Subject to applicable law (including the PDPA, GDPR, UK GDPR, and other data protection laws), you may have the following rights in respect of personal data we control:

​

(a) the right to access the data we hold about you; (b) the right to rectify inaccurate data; (c) the right to erase data ("right to be forgotten"); (d) the right to restrict or object to processing; (e) the right to data portability; (f) the right to withdraw consent where processing relies on consent; (g) the right to lodge a complaint with a supervisory authority (such as the Personal Data Protection Commission of Singapore, the data protection authority in your EU/UK country, or the equivalent in your jurisdiction).

​

In practice, because we do not collect any personal data through the Software, there is rarely anything for us to access, correct, port, or delete. Where you have contacted us directly (clause 9), you may exercise these rights against the limited contact data we hold by writing to the address in clause 14.
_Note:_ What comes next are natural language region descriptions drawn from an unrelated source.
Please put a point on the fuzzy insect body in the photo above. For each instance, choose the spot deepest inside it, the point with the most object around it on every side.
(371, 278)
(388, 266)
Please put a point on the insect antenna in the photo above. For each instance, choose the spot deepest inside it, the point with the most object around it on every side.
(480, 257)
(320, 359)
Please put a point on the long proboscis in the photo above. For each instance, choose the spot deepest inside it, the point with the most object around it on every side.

We use cryptographic primitives chosen with current best practice in mind (PBKDF2-SHA-256 with 600,000 iterations to derive the vault key from your password; authenticated symmetric encryption to seal the vault). No security measure is perfect. You acknowledge that:

​

(a) the security of your wallet depends on the strength of your password and the secrecy of your mnemonic; (b) a compromised device, a compromised browser, or a malicious extension installed alongside the Software can defeat the wallet's protections; (c) cryptographic primitives may be weakened over time, including by advances in quantum computing; (d) we do not warrant that the Software is free of vulnerabilities. See the Terms of Use for the full disclaimer.

​

If you believe you have found a security vulnerability in the Software, please report it responsibly via the contact address in clause 14 rather than disclosing it publicly.